Quote (Voyaging @ Aug 5 2015 08:13pm)
If something like panpsychism or Strawsonian physicalism (
https://en.wikipedia.org/wiki/Physicalism#Strawsonian_physicalism ) is correct, where there is some sort of microexperiental state of particles or fields or whatever, then any pure experience could be called a "self" at the smallest/most fundamental possible level, I think.
But honestly nobody knows at this point.
i've read Strawson's works as far as you've linked them to me. panpsychism really seems like an obvious solution to me when weighing how qualia fits into the world.
however, when it comes to the basic nature of experience i'd like to pull in the phenomenological idea of intentionality, that consciousness is always a consciousness
of something to the consciousness itself - there is always
something that is experienced - regardless of whether it's consciousness itself or something external to it. so for the self to be at the most basic level, there has to be something for it to experience - even itself. a what-it's-likeness must always have its' it. this would mean (akin to Sartre's views about an "opaque self" or "the transcendence of the ego" and Stirner's "Creative nothing") that the self is an object to the self. so even at the most fundamental level this self would simply serve as a localisation for pure experience rather than a "self", as something that is totally unitary, as for the self to be a distinct being it'd have to reflect upon itself.

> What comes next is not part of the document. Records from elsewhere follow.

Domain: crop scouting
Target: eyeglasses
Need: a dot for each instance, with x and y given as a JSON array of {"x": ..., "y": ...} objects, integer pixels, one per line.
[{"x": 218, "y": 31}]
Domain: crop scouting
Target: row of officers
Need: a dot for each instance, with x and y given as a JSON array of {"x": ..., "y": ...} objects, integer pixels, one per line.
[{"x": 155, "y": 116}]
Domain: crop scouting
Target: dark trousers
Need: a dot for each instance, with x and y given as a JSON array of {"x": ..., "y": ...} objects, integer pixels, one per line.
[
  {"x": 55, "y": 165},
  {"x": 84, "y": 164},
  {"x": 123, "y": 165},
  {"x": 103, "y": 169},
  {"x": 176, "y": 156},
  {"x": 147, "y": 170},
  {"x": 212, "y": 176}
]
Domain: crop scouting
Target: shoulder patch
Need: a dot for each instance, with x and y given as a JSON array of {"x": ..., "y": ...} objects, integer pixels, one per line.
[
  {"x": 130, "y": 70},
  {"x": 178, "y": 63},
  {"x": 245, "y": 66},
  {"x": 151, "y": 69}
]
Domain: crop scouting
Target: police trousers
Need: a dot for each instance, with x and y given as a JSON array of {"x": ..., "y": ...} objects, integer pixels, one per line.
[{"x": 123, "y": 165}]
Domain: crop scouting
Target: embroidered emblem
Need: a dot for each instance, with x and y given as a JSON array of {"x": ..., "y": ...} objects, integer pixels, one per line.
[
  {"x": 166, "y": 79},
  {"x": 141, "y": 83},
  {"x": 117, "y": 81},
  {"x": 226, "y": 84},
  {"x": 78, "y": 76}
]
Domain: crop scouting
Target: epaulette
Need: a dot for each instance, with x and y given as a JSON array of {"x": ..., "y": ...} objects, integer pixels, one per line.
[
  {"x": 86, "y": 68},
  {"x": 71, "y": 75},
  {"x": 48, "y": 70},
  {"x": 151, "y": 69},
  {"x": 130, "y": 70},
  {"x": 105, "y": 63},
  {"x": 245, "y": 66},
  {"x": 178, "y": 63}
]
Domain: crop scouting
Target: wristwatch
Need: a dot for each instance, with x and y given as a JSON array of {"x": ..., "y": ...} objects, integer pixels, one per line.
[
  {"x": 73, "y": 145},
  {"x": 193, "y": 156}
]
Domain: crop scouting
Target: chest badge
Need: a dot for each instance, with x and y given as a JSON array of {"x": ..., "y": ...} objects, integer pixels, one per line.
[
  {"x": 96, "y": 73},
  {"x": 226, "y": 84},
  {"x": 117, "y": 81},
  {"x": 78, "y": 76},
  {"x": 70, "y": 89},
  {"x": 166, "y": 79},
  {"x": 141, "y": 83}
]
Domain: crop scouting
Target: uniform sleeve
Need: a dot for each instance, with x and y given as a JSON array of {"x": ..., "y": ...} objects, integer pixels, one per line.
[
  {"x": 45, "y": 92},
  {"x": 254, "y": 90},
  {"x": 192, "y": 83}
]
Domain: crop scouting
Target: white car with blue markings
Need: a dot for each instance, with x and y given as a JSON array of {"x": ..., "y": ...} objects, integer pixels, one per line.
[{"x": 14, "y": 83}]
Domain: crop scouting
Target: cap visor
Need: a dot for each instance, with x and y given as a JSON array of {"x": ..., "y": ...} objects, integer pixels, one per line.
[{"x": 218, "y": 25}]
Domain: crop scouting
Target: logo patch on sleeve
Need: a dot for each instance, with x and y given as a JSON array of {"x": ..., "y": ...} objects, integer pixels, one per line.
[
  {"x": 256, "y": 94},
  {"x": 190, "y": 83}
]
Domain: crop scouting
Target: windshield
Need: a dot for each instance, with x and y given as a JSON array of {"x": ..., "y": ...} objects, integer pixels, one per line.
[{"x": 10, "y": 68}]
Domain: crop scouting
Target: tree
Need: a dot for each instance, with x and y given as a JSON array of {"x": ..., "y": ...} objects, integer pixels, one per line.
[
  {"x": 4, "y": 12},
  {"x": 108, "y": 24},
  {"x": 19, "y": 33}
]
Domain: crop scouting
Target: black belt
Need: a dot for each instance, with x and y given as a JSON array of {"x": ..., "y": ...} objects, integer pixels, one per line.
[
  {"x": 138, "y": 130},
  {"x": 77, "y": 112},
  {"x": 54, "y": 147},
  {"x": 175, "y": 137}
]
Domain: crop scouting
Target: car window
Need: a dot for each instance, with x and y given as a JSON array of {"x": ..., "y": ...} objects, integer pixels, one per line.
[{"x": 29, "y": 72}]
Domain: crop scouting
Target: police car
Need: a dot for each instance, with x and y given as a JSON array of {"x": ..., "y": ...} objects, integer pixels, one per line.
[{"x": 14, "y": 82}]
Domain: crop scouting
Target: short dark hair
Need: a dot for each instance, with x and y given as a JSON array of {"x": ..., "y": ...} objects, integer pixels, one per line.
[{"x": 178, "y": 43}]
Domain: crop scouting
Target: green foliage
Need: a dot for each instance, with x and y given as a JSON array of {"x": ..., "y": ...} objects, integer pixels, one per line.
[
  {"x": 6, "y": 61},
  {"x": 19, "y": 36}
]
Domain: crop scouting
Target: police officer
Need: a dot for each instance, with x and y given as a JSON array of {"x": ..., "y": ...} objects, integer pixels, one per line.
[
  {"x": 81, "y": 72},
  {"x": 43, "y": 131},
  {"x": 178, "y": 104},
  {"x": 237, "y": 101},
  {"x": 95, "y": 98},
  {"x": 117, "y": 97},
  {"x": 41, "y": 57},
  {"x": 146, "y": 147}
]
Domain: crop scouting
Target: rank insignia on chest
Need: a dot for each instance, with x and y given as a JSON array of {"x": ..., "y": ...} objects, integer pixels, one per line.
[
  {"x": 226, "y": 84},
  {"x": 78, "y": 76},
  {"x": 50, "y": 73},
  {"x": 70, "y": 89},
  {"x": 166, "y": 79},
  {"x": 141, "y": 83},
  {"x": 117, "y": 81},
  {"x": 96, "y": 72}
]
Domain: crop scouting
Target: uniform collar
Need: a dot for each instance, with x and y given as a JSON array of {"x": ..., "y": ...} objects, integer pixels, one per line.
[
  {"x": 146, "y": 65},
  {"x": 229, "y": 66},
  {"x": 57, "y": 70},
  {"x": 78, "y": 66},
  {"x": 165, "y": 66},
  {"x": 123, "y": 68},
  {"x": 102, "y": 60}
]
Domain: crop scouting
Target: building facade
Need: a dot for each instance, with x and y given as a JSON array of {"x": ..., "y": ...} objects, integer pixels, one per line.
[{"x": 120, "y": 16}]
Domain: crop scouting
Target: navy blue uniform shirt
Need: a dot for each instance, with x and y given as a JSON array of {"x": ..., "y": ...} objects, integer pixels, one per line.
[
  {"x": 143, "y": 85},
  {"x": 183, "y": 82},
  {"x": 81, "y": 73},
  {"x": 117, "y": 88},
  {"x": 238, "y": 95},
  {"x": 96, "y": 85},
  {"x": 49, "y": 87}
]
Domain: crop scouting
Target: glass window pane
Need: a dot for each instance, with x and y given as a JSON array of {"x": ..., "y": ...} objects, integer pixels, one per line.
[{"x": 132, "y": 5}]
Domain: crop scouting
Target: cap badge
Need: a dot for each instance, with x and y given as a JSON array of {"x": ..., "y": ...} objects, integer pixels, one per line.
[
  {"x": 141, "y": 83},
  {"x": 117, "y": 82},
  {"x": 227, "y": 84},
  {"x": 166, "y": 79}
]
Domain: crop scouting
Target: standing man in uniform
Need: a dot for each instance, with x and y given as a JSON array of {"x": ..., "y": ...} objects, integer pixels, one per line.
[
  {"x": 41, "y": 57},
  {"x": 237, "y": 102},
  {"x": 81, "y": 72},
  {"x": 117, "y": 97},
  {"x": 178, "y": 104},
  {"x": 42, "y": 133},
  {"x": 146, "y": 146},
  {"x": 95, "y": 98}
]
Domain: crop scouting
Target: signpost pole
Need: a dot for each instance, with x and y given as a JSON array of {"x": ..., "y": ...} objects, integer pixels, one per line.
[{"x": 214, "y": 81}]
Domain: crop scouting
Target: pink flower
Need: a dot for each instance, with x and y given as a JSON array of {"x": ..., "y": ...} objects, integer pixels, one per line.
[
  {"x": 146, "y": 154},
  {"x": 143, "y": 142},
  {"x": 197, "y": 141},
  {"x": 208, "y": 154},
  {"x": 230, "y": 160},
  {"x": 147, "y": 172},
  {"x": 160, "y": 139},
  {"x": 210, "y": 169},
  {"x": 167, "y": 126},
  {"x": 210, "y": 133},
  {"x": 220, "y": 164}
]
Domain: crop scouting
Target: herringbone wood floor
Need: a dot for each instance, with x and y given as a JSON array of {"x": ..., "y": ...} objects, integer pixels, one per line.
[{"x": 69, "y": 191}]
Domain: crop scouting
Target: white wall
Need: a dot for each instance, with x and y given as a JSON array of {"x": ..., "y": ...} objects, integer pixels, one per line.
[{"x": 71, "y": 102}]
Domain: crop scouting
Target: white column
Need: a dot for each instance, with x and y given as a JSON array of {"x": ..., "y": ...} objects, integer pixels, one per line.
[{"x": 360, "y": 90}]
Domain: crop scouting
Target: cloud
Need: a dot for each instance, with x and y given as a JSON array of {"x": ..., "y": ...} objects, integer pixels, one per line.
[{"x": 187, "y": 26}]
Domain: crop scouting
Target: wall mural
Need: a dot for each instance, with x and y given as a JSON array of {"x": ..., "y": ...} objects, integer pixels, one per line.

this self would become a self only when pure experience is localised and constricted by something to be unitary - and the intentionality of consciousness means that it can not be truly unitary to itself. so pure experience would be even more fundamental than the self that it creates - or that the the self is possibly an illusion (or a necessary illusion) created by pure experience.
i'm drunk as fuck so i might be talking out of my arse for a change, lmk if i'm not making any sense at all.